The North Carolina quarter is the 28th coin in the series. It will be released on June 22 and shows the state’s flower, the dogwood, alongside a curved mountainous road that leads to a stone tunnel, a distinct feature of the North Carolina side of the parkway. There are 26 tunnels along the entire stretch, with 25 of them in North Carolina.
"These charming and picturesque tunnels were created by Italian and Spanish immigrant stonemasons from the Roosevelt public art project and they deemed that the beautiful, charming tunnels were the thing that everybody knows the parkway by and represents it the best," said New York-based artist Frank Morris, who designed the new coin.

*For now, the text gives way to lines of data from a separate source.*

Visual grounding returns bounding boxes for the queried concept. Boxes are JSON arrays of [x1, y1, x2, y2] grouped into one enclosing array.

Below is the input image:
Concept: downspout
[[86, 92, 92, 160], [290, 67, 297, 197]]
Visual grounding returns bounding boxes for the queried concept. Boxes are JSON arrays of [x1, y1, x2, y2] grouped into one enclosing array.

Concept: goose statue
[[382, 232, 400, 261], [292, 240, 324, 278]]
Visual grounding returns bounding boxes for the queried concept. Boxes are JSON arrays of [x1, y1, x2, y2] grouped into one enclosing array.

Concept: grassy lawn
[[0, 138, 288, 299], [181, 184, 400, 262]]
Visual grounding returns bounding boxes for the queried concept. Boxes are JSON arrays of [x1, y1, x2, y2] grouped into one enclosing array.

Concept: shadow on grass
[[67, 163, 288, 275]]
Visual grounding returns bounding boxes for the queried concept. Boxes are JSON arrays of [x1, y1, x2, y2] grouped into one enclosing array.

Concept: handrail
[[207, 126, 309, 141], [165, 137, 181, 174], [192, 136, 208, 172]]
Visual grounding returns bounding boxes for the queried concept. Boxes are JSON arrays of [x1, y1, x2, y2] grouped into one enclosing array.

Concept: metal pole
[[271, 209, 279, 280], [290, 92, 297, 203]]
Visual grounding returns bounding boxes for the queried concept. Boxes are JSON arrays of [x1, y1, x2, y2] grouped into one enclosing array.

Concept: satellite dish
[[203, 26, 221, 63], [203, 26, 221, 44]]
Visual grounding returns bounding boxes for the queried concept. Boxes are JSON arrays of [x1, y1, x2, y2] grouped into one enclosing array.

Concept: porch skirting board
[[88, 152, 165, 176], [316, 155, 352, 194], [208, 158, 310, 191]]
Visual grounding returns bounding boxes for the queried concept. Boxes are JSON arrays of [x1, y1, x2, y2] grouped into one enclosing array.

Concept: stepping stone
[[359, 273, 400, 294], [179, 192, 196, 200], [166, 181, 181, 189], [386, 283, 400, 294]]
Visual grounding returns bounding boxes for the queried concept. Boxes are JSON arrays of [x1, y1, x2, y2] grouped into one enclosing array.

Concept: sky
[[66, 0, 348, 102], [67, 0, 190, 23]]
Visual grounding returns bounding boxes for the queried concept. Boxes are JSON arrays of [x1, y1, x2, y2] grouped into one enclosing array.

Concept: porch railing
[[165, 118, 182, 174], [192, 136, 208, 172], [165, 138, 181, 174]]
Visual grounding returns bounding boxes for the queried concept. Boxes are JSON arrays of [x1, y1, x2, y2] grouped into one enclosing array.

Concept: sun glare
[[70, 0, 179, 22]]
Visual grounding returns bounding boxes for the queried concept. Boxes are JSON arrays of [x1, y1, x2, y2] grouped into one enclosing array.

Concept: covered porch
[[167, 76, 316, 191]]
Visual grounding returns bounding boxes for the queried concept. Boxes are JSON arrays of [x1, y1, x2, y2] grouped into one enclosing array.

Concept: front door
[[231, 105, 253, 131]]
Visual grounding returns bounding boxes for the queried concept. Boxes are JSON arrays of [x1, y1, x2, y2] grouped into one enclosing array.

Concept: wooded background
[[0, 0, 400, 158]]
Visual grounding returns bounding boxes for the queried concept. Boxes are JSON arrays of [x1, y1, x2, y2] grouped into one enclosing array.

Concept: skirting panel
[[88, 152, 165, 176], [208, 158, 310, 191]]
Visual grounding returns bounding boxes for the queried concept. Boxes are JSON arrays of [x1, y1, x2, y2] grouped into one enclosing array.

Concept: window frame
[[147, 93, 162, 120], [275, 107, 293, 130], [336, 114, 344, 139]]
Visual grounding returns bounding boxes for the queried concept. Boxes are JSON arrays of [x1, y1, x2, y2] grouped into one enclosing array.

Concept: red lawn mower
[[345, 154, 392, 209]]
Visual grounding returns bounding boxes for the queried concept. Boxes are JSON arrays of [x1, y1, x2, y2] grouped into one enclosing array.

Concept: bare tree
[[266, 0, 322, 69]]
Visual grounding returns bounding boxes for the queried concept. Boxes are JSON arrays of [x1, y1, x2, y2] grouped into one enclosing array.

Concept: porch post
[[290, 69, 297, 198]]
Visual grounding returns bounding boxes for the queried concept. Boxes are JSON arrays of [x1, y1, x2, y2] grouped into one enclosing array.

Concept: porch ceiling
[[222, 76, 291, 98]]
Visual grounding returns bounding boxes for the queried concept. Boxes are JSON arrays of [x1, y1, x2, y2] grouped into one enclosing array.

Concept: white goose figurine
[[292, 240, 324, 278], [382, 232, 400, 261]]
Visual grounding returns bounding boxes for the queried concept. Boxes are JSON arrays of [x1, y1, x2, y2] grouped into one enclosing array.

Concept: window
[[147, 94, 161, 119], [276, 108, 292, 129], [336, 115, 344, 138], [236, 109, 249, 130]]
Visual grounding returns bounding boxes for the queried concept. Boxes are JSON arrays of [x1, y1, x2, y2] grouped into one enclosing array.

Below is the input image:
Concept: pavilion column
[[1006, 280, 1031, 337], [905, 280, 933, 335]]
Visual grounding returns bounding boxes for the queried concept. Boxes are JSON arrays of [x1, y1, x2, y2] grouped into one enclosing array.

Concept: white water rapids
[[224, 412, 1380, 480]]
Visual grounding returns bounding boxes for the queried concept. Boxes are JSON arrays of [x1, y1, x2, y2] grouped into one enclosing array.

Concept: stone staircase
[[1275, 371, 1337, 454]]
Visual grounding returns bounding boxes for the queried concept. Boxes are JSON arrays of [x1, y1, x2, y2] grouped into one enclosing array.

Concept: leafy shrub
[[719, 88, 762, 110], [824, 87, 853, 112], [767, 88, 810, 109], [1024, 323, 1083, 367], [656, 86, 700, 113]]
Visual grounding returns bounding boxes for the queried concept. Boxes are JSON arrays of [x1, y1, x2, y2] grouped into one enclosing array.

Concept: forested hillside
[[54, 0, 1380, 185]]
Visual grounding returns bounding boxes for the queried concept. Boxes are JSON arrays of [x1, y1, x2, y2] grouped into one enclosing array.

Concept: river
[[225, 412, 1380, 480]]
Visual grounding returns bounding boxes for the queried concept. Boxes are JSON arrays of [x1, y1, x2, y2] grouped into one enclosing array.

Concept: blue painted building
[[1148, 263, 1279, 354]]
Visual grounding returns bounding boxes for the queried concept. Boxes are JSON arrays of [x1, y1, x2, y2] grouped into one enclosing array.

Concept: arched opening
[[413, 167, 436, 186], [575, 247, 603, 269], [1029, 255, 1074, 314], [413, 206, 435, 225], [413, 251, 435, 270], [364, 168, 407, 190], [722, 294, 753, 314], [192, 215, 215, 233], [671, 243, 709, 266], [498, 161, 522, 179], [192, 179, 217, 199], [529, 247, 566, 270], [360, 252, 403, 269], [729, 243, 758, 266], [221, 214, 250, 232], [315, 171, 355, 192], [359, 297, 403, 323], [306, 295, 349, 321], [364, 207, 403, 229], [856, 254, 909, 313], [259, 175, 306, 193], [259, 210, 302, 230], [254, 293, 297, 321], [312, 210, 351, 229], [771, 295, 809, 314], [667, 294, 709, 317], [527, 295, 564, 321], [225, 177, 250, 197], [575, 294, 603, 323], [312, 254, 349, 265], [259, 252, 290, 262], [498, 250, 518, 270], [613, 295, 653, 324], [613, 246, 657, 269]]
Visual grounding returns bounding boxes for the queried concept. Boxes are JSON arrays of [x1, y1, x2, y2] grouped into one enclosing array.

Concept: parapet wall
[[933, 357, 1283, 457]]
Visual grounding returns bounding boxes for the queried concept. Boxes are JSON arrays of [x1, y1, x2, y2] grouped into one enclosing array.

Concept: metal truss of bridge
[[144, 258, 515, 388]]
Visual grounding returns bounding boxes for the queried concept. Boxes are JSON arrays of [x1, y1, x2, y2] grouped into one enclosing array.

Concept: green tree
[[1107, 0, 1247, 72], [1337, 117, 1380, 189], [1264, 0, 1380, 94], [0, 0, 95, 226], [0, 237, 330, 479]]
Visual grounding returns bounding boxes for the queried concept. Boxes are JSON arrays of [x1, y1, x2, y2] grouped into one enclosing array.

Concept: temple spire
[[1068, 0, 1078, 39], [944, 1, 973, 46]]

Morris said it was a challenge to compress the parkway’s grand landscapes and tunnels onto such a small space. Fortunately, he was familiar with the subject. He had traveled the parkway many times.
“Two months after I got back from that last trip, the mint called with this assignment and so I felt the beautiful sunsets, vistas and atmospheric light and blue smoky mountains were all stuck inside my head when it came to sit down and draw. It was good timing,” Morris said.
And Blue Ridge Parkway officials think he captured the essence of the site on the coin.
“We’re excited to be a part of the series and I think the design on the quarter looks like the Parkway in North Carolina with its rock tunnels and showy blooms,” said a Parkway spokeswoman, Leesa Brandon. “Hopefully, people will look at the coin and say, ‘I’ve never been there and maybe I should visit.’”
But the ceremony to mark the coin’s release won’t be along the Blue Ridge Parkway. Instead, it’ll be at a park in Asheville. A spokeswoman says a venue that could accommodate 500 people is needed. That’s one thing the Blue Ridge Parkway doesn’t have.